Festivals and Carnivals are common around the world – whether they be some of the more popular festivals, or some of the more unusual and unheard of festivals.
It is said that the Spanish love their festivals and enjoy partying, and on that note, they certainly know how to put on a good display when it comes to celebrations.
In almost every town, village and city, you will hear or see Spanish festivals taking place during the year. With even just a simple bit of research, one can discover that some of the most intriguing festivals and fiestas in Spain have deep religious and historical meaning to the locals although some consider it to be just fun.
Here is a list of the top five festivals in Spain that are the biggest and have the most successful turnouts, as well as a list of five festivals that you probably haven’t heard of, and might seem a little more unusual than the types of events that go on in your hometown!
1. Las Fallas
Las Fallas, held each year in March in Valencia, and is a four-day festival full of performances, bonfires, and fireworks. The city is transformed, as papier-mâché figures are placed all over the streets and buildings. This is Valencia’s largest festival of the year.
2. Carnival of Santa Cruz de Tenerife
This carnival, which is held in Tenerife in February, is one of the most lively and vibrant festivals in all of Spain. There are parades, floats, bands, and costumes. Many people spend months preparing their costumes for this one special event! This festival is said to resemble those held in Brazil, with the spectacular parades and colourful clothing.
3. Semana Santa
Semana Santa is a religious festival, and is often referred to as Spain’s “Holy Week.” The festival is held on the week that leads up to Easter Sunday, and is the celebration of Catholics who mourn the last days of Christ on the Earth. There are parades and floats, and on the night of Good Friday, the floats are carried off to the cathedral.
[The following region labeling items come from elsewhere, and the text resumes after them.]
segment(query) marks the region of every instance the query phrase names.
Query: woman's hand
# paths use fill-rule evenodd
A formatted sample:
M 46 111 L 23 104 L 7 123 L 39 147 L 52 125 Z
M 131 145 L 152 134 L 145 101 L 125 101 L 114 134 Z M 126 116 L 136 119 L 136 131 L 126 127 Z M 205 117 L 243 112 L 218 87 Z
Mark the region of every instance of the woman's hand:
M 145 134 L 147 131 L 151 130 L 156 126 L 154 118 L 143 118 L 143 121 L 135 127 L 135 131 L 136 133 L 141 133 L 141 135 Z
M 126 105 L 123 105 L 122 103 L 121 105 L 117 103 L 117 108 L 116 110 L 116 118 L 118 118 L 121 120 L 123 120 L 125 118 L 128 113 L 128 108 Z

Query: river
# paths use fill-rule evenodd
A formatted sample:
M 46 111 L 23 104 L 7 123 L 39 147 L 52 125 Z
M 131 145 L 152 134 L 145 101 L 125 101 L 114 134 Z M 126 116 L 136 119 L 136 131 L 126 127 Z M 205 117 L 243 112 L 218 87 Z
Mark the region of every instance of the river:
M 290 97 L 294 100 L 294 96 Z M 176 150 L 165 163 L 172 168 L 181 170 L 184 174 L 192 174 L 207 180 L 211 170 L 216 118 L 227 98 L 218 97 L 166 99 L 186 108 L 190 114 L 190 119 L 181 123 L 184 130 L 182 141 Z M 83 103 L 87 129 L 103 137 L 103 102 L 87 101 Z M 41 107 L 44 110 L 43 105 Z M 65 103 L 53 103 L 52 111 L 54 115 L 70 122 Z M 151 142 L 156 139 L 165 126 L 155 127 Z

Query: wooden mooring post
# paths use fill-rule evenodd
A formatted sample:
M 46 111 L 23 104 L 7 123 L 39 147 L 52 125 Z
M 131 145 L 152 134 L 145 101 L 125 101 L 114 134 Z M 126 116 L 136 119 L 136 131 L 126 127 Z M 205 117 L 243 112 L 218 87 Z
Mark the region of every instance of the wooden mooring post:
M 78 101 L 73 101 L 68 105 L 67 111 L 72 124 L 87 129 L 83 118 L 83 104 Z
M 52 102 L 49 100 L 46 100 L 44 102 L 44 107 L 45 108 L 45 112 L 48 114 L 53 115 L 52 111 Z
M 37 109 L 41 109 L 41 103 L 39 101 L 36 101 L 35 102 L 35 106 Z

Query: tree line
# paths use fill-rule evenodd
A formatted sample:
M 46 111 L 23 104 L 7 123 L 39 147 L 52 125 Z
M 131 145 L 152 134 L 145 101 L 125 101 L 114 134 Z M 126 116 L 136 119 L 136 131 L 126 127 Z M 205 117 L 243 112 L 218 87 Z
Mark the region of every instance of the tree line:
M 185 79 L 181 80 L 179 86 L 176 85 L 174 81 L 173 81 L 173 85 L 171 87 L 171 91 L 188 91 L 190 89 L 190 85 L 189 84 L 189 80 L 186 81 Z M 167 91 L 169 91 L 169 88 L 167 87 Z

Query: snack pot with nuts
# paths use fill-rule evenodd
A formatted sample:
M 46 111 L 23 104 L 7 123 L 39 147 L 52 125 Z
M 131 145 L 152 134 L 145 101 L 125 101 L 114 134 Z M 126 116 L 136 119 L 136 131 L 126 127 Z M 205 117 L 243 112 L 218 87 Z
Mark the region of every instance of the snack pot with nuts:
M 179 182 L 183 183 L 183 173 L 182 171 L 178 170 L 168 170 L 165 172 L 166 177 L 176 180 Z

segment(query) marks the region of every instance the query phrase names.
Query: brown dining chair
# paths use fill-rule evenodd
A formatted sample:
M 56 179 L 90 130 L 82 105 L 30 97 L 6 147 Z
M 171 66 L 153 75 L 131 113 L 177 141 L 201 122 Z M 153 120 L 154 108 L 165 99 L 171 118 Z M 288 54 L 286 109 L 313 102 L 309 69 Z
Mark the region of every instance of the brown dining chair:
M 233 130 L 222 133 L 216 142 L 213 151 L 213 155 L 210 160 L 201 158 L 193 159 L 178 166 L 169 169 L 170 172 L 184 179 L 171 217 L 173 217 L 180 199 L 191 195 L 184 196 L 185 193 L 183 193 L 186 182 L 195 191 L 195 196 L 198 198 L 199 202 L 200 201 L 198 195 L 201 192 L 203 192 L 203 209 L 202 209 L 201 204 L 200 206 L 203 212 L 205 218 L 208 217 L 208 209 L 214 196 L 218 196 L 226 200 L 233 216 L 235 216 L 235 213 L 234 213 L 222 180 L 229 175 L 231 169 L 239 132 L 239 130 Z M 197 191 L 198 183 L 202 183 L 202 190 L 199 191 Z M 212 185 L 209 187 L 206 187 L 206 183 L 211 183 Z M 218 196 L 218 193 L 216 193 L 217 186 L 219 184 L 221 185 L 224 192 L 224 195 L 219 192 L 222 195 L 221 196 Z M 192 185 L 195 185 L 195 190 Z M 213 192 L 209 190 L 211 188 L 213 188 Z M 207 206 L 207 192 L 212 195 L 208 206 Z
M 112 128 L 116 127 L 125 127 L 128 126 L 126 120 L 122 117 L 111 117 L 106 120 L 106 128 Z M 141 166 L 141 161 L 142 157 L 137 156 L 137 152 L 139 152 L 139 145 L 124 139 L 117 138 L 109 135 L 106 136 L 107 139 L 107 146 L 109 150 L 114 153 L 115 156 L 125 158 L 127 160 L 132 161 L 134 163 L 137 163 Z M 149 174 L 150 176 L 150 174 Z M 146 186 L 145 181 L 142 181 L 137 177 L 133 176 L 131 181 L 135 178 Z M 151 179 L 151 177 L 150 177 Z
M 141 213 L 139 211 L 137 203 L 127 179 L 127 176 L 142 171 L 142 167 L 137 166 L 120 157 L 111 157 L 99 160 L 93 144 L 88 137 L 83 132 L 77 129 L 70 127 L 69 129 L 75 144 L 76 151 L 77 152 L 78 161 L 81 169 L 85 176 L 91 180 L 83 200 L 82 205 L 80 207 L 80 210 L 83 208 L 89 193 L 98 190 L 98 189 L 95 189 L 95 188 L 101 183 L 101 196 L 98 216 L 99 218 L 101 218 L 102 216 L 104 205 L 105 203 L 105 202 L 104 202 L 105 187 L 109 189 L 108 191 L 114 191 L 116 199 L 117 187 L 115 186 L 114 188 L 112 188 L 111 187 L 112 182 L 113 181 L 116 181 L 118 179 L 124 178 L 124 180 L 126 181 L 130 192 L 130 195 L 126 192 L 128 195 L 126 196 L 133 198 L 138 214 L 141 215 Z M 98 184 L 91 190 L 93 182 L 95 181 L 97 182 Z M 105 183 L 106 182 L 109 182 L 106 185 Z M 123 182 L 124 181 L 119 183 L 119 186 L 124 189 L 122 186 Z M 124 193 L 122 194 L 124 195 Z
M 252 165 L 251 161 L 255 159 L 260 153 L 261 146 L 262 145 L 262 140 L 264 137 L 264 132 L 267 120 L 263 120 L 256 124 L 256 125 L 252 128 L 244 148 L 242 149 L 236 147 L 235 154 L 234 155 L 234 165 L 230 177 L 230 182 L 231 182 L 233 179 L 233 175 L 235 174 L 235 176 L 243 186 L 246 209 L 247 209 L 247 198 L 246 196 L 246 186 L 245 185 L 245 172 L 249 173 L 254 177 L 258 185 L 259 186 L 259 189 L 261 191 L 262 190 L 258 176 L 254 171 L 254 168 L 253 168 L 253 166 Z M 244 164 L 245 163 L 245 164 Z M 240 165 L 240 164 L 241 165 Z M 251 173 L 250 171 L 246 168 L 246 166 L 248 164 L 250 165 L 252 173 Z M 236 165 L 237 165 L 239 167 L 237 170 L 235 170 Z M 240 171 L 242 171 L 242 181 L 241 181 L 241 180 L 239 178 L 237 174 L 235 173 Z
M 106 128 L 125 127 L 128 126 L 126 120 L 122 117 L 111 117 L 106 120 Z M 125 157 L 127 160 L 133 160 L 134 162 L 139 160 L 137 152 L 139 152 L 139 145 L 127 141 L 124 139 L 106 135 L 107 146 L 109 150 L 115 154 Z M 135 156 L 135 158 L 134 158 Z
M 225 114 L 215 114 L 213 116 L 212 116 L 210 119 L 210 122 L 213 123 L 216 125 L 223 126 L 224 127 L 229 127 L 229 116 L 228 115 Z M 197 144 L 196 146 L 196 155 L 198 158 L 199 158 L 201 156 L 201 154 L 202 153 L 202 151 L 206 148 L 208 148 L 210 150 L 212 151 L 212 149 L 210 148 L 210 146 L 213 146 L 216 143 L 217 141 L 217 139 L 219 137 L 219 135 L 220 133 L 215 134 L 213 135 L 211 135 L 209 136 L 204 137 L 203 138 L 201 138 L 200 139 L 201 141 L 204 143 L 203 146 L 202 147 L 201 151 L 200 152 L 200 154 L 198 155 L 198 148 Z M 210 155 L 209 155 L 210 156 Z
4. Sonar Music Festival of Barcelona
The Sonar Music Festival of Barcelona is held each year, and thousands of music lovers all over Spain and Europe come out to join in the ‘fun’. Many bands and musical acts take centre stage, and there are celebrations all around the music festival, too – parades and celebrations welcoming the tens of thousands of people who show up annually.
5. San Fermin
Taking place from early to mid July each year, the San Fermin festival is a festival that brings parties to the streets of Spain. There is loud music, dancing, and the well-known “Running of the Bulls.” This is one of the most popular festivals in Spain – after all seeing someone being chased through the streets by an angry bull would grab anyone’s attention!
6. Els Enfarinats
An April Fool’s festival held in Iba, Spain, in which the residents spend time together throwing flour and eggs at each other. Some consider it a novel way to celebrate April Fools – being covered in flour and eggs and and targeting your friends and neighbours.
7. La Tomatina
One of the most bizarre and intriguing festivals in Spain is La Tomatina, which is held at the end of August in the city of Valencia, is a festival that happens once a year, but is considered to be a great way to spend ones time – you and your fellow festival-goers are essentially gathering together to throw tomatoes at each other! That is a lot of food!
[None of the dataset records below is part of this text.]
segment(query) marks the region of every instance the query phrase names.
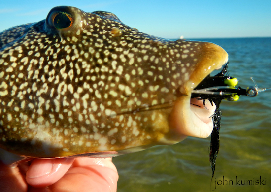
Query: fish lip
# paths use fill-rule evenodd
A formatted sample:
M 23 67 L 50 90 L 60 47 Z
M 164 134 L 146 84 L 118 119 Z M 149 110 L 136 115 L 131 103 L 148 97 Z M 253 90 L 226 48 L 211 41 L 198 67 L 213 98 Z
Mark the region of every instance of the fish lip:
M 214 59 L 210 59 L 206 57 L 206 59 L 203 58 L 197 64 L 198 65 L 195 67 L 196 70 L 192 72 L 185 85 L 177 90 L 179 94 L 178 94 L 178 98 L 169 116 L 169 122 L 171 128 L 169 134 L 176 140 L 178 139 L 178 137 L 180 138 L 183 135 L 206 138 L 211 134 L 213 129 L 211 117 L 215 111 L 215 105 L 214 105 L 214 108 L 211 109 L 211 111 L 209 109 L 203 108 L 196 109 L 208 112 L 205 117 L 201 117 L 197 112 L 195 113 L 197 111 L 195 110 L 197 106 L 193 104 L 193 102 L 191 104 L 192 91 L 212 71 L 225 64 L 228 62 L 228 56 L 227 52 L 218 45 L 208 43 L 207 46 L 211 47 Z M 215 65 L 213 65 L 213 64 Z M 208 69 L 205 70 L 206 68 Z M 204 114 L 205 112 L 203 113 Z

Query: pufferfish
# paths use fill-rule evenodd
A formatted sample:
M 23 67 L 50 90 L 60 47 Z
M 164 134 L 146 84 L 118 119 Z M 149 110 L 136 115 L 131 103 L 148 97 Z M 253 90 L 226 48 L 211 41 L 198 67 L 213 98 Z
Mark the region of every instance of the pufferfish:
M 0 153 L 108 157 L 207 137 L 217 106 L 192 92 L 228 60 L 213 43 L 55 7 L 0 33 Z

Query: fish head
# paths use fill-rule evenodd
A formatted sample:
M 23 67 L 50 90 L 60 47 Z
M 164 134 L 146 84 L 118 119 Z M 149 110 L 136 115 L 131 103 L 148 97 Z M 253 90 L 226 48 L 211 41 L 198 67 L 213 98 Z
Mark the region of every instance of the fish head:
M 66 6 L 2 32 L 0 39 L 5 150 L 110 157 L 212 132 L 215 107 L 191 96 L 227 63 L 218 45 L 163 39 L 112 13 Z

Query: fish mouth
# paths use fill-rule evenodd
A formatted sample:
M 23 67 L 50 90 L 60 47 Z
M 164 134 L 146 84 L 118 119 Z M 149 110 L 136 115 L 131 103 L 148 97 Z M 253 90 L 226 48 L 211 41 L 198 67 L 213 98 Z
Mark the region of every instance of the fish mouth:
M 189 80 L 177 90 L 178 98 L 169 117 L 170 133 L 174 139 L 182 140 L 185 136 L 208 137 L 213 129 L 212 116 L 220 102 L 208 98 L 191 97 L 192 91 L 214 70 L 221 68 L 228 60 L 227 52 L 218 45 L 203 42 L 203 54 L 195 64 Z

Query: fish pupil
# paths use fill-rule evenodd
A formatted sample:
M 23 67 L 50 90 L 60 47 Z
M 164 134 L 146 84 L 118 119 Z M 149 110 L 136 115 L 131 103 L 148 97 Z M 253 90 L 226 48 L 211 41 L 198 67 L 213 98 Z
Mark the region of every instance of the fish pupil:
M 72 24 L 72 19 L 68 13 L 60 12 L 54 18 L 54 25 L 57 29 L 64 29 L 70 27 Z

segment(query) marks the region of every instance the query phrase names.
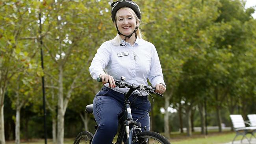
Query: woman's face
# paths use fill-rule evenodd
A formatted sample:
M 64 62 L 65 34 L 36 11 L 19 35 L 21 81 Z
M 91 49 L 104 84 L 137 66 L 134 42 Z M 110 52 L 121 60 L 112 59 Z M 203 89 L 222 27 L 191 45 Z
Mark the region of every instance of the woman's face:
M 118 10 L 117 15 L 117 25 L 119 31 L 124 35 L 129 35 L 136 27 L 136 17 L 124 9 Z

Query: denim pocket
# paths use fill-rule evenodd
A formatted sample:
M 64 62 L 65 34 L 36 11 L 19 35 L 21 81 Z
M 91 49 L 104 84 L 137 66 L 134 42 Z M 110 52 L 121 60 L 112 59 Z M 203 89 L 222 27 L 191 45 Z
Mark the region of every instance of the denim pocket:
M 109 88 L 107 88 L 106 87 L 102 87 L 100 90 L 97 94 L 95 95 L 96 96 L 104 96 L 106 94 L 109 90 Z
8. Granada’s Ham and Water Festival
Granada’s Ham and Water Festival is a celebration that doesn’t get as much recognition as the previous ones on this list, but is still an interesting one to take a look at. Tourists and citizens of Granada gather to spend time with their fellow celebrators and eat some of the best ham in Spain – as well as celebrate Saint John the Baptist’s Day. At midnight, purified water will soak everyone who crosses the path – from water guns, hoses, and pipes!
9. Wine Battle of Haro
Spain is known for the amazing wine that is made there – and some feel that there is no better way to celebrate that delicious wine than to have a festival for it. The festival takes place in Haro, which is located in the La Rioja part of Spain – a section of Spain known for its amazing wine. During the festival, there is music, dancing, food, wine – and of course the customary wine fight, where celebrators…yes you guessed it…. throw wine at each other!
10. El Colacho
Perhaps one of the most unusual festivals in Spain, and dates back to the 1620’s, is the El Colacho festival. In the town of Castrillo de Murcia, men dress in costumes (often as devils), and leap over newborn babies – in an attempt to wash away any sin from them.